Alumni solo recordings can steer one-hundred-and-eighty degrees in the opposite direction of what their respective bands do, or just play it safe. Either way, it's a crapshoot. Record music that adheres closely to the familiar, and be criticized for it; record music that is drastically different, and suffer likewise. Here, Kraan's bassist extraordinaire, Hellmut Hattler, has done the latter—and he's liable to receive heaping mounds of criticism for it.
Mallberry Moon is a shamelessly commercial venture, packaged in the shape of twelve VH1-friendly numbers led by the sensuous vox of three different leading ladies: Sandie Wollasch, Maya Singh, and Nkechi Mbakwe. Silken grooves, monophonic synthbass, subdued basslines, and vocal melodies that Pink and Britney Spears might be interested in leasing…all present and accounted for. Oh, and don't expect an ounce of Hattler's typically hot bass prowess to surface: aside from his name—and writing & production credits—his presence is indiscernable.
The opener, "Miss America," should be a false alarm, but instead turns out to be a portent: "To Bed" (as in Why don't you go to…/Why don't you stay there forever) follows suit with an equally trip-hoppy, lounge-jazzy vibe. The token silky trumpet—credited simply to "Stud"—marks the title track, an even softer number that might qualify as a Sade knockoff if not for the fact that Sade's voice possesses a certain uniqueness that draws her listeners in. Mbakwe's vocal on "Goddess Of Love" moves the album from VH1 into BET~On Jazz territory, but this is just a detour that takes the long road back to the main highway. "Serious" has semi-interesting trip-hop verses with deep bass and a processed vocal, but those forty-five seconds aren't going to help things much.
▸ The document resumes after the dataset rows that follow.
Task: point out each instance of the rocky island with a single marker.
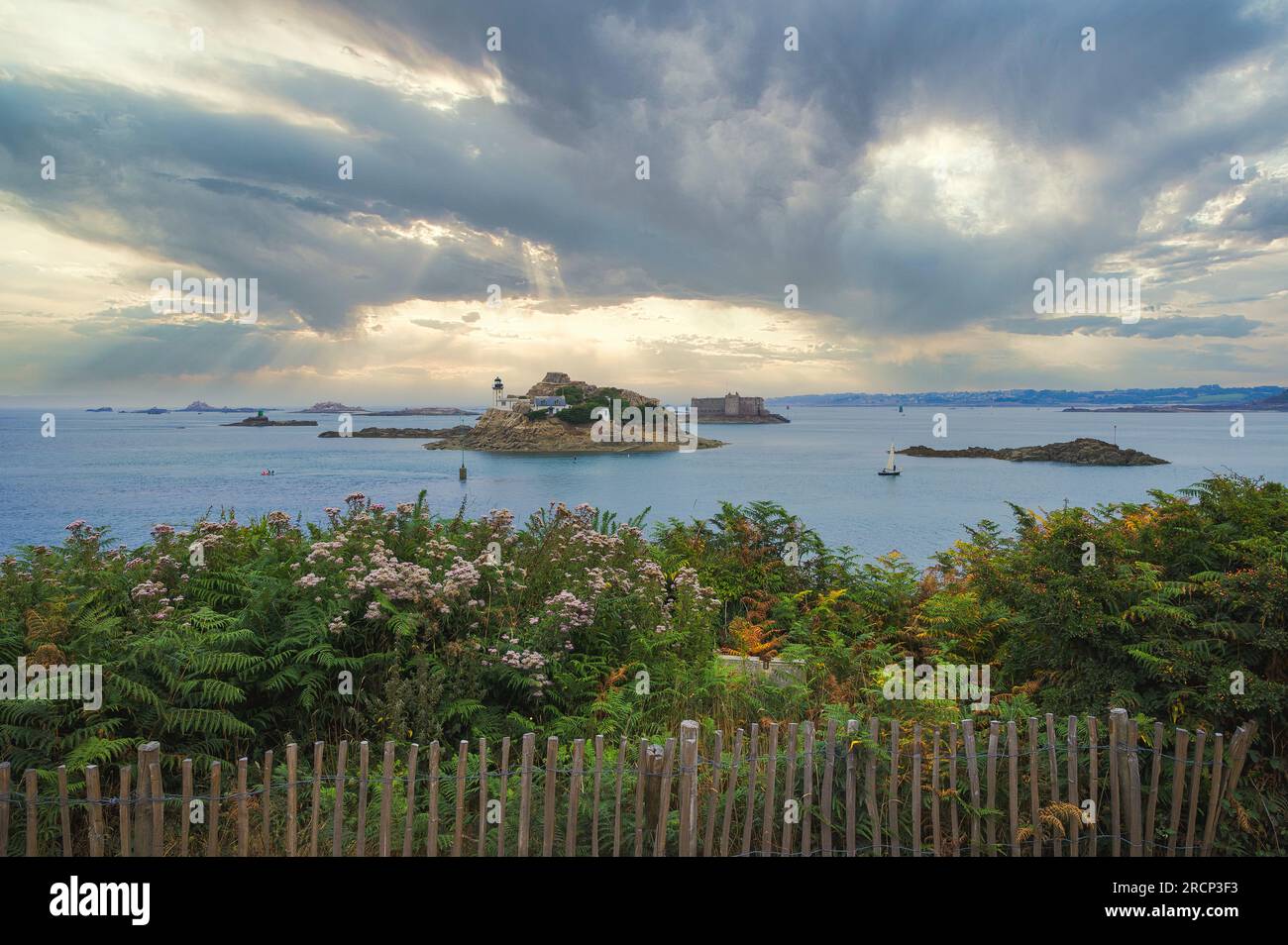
(261, 420)
(400, 433)
(336, 407)
(1080, 452)
(562, 416)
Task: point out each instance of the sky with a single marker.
(912, 168)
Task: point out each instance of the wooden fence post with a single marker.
(93, 797)
(688, 788)
(149, 752)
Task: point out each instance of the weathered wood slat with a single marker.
(617, 797)
(213, 814)
(851, 730)
(463, 764)
(93, 797)
(936, 836)
(502, 798)
(893, 797)
(1035, 820)
(597, 777)
(158, 807)
(123, 803)
(548, 821)
(767, 827)
(267, 803)
(528, 753)
(1154, 777)
(31, 793)
(874, 811)
(973, 774)
(991, 824)
(1196, 778)
(1013, 793)
(243, 816)
(292, 769)
(1115, 777)
(730, 791)
(1054, 777)
(386, 801)
(410, 801)
(915, 789)
(953, 825)
(4, 807)
(790, 787)
(481, 849)
(316, 801)
(664, 804)
(579, 748)
(64, 814)
(713, 798)
(807, 793)
(828, 781)
(642, 774)
(1133, 814)
(364, 764)
(1173, 817)
(342, 764)
(1094, 785)
(1214, 794)
(688, 788)
(185, 814)
(750, 812)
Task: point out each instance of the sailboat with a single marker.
(890, 471)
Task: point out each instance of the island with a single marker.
(733, 408)
(336, 407)
(1080, 452)
(261, 420)
(399, 433)
(1278, 402)
(562, 416)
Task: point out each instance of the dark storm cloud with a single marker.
(759, 172)
(1149, 326)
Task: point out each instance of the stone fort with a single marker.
(728, 406)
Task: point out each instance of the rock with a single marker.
(331, 407)
(266, 421)
(1080, 452)
(502, 432)
(399, 433)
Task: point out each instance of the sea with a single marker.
(130, 472)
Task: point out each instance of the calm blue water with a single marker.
(130, 472)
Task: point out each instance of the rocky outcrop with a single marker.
(501, 432)
(557, 381)
(266, 421)
(331, 407)
(400, 433)
(1080, 452)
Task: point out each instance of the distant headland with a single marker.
(1210, 395)
(1080, 452)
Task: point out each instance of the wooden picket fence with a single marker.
(782, 790)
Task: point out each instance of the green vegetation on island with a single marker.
(458, 628)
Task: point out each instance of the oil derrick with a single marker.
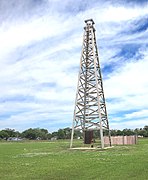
(90, 108)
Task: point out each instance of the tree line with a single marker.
(43, 134)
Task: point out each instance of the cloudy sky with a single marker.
(40, 47)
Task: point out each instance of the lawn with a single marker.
(54, 160)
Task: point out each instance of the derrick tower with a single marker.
(90, 108)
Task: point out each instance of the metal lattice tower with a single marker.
(90, 108)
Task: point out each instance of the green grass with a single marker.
(54, 160)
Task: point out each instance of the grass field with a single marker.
(54, 160)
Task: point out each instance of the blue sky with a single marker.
(40, 51)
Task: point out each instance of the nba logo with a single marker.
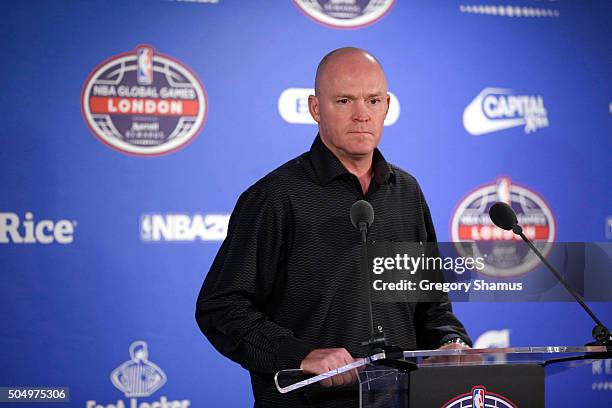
(478, 398)
(145, 65)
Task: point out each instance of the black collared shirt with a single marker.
(286, 279)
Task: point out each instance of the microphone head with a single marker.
(362, 211)
(503, 216)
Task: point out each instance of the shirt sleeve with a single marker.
(231, 306)
(435, 322)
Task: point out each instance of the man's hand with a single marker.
(320, 361)
(453, 360)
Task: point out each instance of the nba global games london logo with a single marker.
(479, 397)
(143, 103)
(345, 13)
(474, 234)
(136, 378)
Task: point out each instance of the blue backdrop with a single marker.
(133, 223)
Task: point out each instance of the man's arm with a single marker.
(239, 287)
(435, 322)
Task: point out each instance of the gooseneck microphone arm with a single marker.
(362, 216)
(504, 217)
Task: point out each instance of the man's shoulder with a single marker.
(284, 178)
(403, 178)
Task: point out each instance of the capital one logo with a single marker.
(496, 109)
(29, 231)
(293, 107)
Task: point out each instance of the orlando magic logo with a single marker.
(138, 377)
(479, 397)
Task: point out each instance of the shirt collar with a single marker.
(328, 167)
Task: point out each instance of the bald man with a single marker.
(284, 290)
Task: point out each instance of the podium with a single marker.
(448, 378)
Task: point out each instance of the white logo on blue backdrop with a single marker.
(345, 13)
(293, 107)
(183, 227)
(138, 377)
(497, 109)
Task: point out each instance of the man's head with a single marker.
(350, 102)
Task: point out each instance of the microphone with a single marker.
(362, 217)
(504, 217)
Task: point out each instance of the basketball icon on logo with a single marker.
(144, 103)
(479, 397)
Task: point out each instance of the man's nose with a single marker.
(361, 112)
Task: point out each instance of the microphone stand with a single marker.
(600, 332)
(394, 355)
Lo, and behold! There is an instrumental onboard. The electronic backdrop of "Delhi Blues" isn't exactly Kraftwerk, but it's yards ahead of the by-the-numbers foundations that populate the lion's share of this collection. The contribution on electric sitar by Torsten de Winkel is nicely subtle. This lone wolf isn't enough to save a sinking ship, however. Hellmut, stick to what you do best.